前田穂南(27、天満屋)にとって、“アレ”を目標としたことが良かったようだ。1月28日の大阪国際女子マラソンに2時間18分59秒の日本新で優勝した前田が、一夜明けた29日、大阪市内のホテルで記者会見した。レース後に、目標としていた“アレ”が19年ぶりとなる日本記録更新だったことを明かしたが、翌日取材においても“アレ”について語っていた。
快走の裏に厚底シューズへの対応成功
前田は東京五輪代表選考レースだった19年9月のMGC(マラソン・グランドチャンピオンシップ。五輪代表3枠のうち2人が決定。東京開催)で優勝した。2位の鈴木亜由子(32、JP日本郵政グループ)を3分47秒、距離にすると1km以上も引き離す圧勝だった。しかし東京五輪本番は3枠目で代表入りした一山麻緒(26、資生堂。当時ワコール)が、8位に入賞した。それに対し前田は、故障による準備不足が影響して33位と敗れた。パリ五輪でのリベンジを自身に誓ったが、東京五輪以降も故障が続いていた。心が折れかかった時期もあったという。

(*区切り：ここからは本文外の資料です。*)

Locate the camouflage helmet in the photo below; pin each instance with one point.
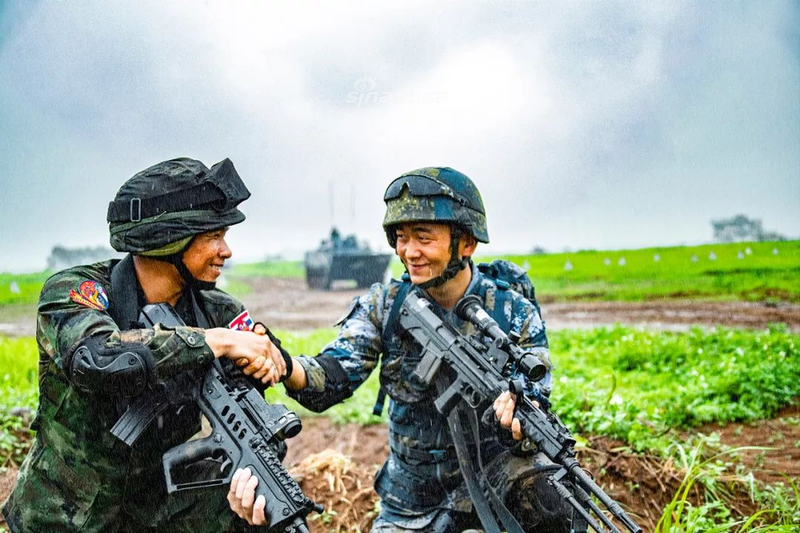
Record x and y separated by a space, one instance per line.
438 194
159 210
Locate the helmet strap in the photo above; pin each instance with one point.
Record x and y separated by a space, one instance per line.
454 266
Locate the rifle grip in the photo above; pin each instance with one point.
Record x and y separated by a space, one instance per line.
427 368
190 452
449 398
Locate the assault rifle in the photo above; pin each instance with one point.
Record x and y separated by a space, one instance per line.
481 373
246 432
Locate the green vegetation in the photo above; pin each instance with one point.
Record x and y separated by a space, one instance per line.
636 385
758 276
18 390
21 288
269 269
645 388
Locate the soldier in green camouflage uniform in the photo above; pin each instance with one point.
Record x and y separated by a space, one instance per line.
172 218
434 219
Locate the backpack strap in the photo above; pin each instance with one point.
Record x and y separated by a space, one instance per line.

だが、記録が出やすい厚底シューズへの対応に成功したことで、故障が減り始めた。昨年3月の名古屋ウィメンズマラソンが東京五輪以来、1年7か月ぶりのマラソン出場だったが、2時間22分32秒の自己新で3位(日本人2位。日本人1位は鈴木亜由子)に入った。
当時の取材で天満屋・武冨豊監督は次のように話していた。「去年(22年)の秋くらいまでは、良いときと比べて肩に力が入ってガツガツした走りでした。厚底シューズとケンカしているような走りでしたね。上体に力を入れないと進まない。厚底に慣れないといけないですからジョグでも履くようにしていましたし、靴ひもを緩めるようになってからは足底の痛みが出なくなって、変に力を入れなくなった。名古屋ウィメンズマラソンでは、距離をそんなに走らなくても結果を出したので、無理をしないことを覚えたはずです」
厚底シューズに慣れていく過程を前田自身も、今回の一夜明け会見で次のように話していた。「薄底シューズの頃は足の指を使って、掻いて走るような動作でしたが、厚底に慣れてからは指で掻かないで、足裏全体で地面を捉える動きになりました」
マラソンの42.195kmを走った後のダメージも、以前とは違ってきた。「薄底の頃はふくらはぎが、痛いくらいに筋肉痛になりました。今回で厚底は3回目のマラソンになりますが、脛とヒザ下が硬くはなっていますが、ダメージはそんなにありません」
最初に厚底シューズで出場したのが昨年の名古屋で、2回目が10月のMGC。MGC前にもかなり良い練習ができていたと、武冨監督は話していた。だがMGCは中盤で積極的に前に出たが、2時間27分02秒の7位。優勝した鈴木優花(24、第一生命グループ)と2位の一山がパリ五輪代表内定を決め、前田は一山から2分19秒差の完敗だった。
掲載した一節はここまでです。